“Feelie Hearts” From Boston Community Comfort Village Shalom
In times of adversity, people and communities often connect heart to heart. That is what Village Shalom and Boston’s Jewish Community Housing for the Elderly (JCHE) have done – literally.
Upon learning of the tragic shootings in Overland Park on April 13 that resulted in three deaths, JCHE reached out to Village Shalom with a tangible demonstration of love and support: “feelie hearts.”
JCHE residents, staff members and volunteers stitched the palm-size, heart-shaped pillows of red fabric by hand, producing enough of them for every resident and staff member of Village Shalom – more than 400 in all. That’s a lot of fabric, thread, quilt batting – and time. But the needleworkers who fashioned the tiny mementos did it as a labor of love and empathy.
“Please accept these ‘feelie hearts’ as our expression of care and solidarity with your team,” reads the letter from JCHE President and CEO Amy Schectman that was enclosed with the shipment of hearts to Village Shalom. “We are acutely aware of the trauma you all experienced in the recent tragedy there, and we want you to know that you are in our hearts.”

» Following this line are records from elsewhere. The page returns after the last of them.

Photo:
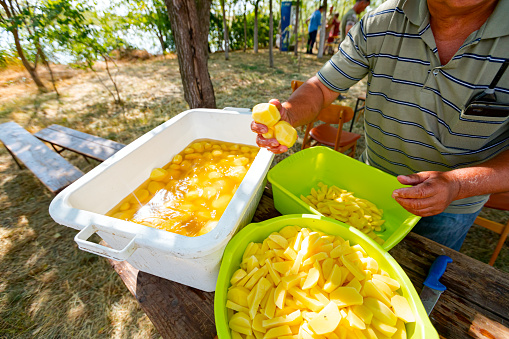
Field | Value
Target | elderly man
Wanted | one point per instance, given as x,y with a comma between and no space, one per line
315,21
350,18
425,61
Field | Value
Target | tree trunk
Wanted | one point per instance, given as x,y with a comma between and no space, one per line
296,50
255,38
161,41
46,63
322,31
271,34
225,32
31,70
190,22
245,26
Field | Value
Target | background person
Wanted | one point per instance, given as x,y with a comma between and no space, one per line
424,62
351,17
314,22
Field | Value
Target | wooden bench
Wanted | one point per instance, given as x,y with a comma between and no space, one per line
475,304
50,168
90,146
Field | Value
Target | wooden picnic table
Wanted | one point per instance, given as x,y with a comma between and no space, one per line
475,304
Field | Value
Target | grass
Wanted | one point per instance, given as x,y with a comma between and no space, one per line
49,288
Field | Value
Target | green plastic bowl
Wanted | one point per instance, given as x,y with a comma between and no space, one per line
257,232
303,170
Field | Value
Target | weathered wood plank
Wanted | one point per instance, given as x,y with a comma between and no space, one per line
472,280
177,311
82,143
475,303
50,168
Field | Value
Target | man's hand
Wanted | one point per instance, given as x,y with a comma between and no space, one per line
271,144
431,194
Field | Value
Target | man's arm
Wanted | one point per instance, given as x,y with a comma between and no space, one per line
349,26
433,191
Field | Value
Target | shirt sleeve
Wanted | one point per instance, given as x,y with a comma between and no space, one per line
349,64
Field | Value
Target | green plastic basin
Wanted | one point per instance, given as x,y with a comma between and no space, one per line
257,232
303,170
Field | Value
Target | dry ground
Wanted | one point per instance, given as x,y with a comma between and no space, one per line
49,288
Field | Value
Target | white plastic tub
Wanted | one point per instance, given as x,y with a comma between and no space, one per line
193,261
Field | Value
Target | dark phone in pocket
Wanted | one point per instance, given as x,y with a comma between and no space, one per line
487,109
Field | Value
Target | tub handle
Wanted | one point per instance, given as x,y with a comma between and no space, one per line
110,253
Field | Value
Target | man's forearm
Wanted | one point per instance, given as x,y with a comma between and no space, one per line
307,101
489,177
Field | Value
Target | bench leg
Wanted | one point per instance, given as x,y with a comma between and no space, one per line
14,157
56,149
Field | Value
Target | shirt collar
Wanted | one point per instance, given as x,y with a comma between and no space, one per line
496,26
416,11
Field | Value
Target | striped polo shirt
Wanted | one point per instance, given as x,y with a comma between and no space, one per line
413,118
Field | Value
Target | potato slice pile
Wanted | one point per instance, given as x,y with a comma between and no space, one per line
339,204
268,114
304,284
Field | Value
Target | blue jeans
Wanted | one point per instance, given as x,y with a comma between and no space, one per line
446,228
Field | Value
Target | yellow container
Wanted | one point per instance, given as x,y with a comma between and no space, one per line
257,232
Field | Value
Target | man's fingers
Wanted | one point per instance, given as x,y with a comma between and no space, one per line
417,204
276,103
259,128
278,150
425,212
413,179
271,144
421,207
419,191
267,143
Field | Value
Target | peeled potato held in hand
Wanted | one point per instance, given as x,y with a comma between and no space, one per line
285,133
268,115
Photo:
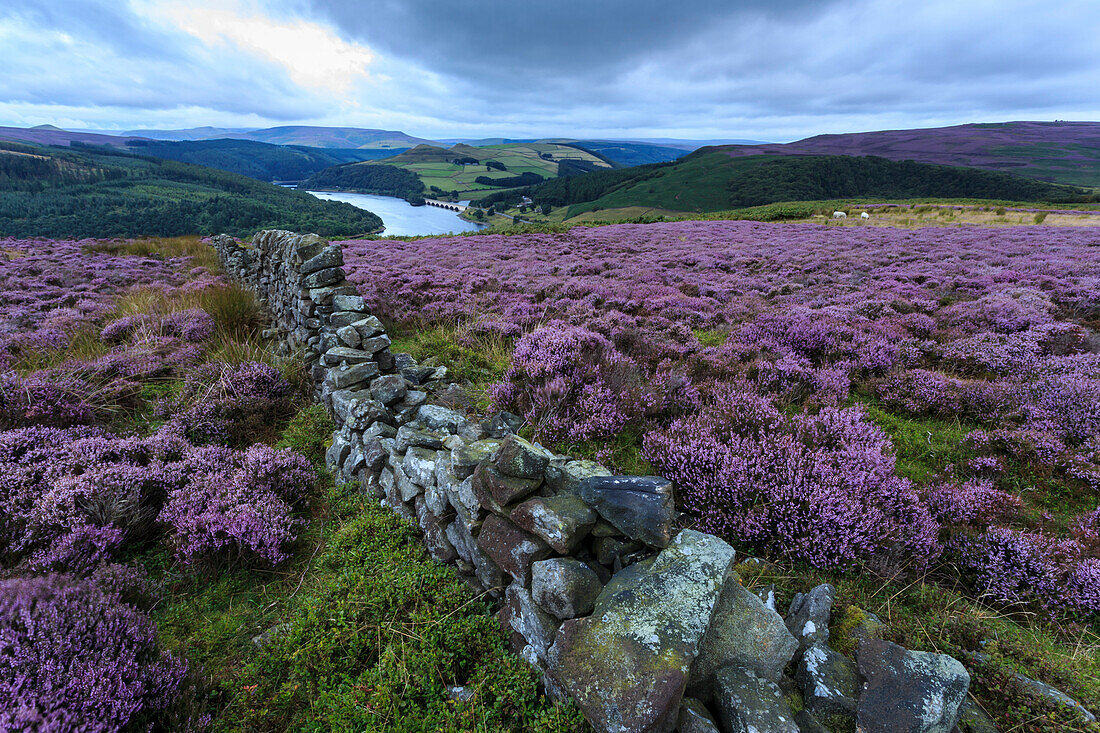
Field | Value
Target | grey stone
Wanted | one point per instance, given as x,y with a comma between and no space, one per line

JCHE initiated the “feelie hearts” project about 10 years ago to help medical students at Harvard and Boston University to remember “the humanity of their work, and to be kind to themselves” while devoting so much of their time to learning their profession. Since then, JCHE has expanded its reach by making the hearts for cancer patients undergoing chemotherapy and for individuals in rehabilitation after the Boston Marathon attack that so intensely affected their own community.
In its outreach to Village Shalom, the JCHE community wanted to be certain that every “feelie heart” recipient understood the sentiment behind the gift. A message pinned to each heart said: “The residents and staff at JCHE send you this heart as a token of our thoughts and prayers for you and your community.” Also included with the shipment to Village Shalom were photos of JCHE’s residents and staff seated around tables participating in a modern-day sewing bee to assemble the hundreds of hearts.
“It reminds us that there’s so much good out there. And I think it must be as helpful for the people who did the sewing as it is for us.”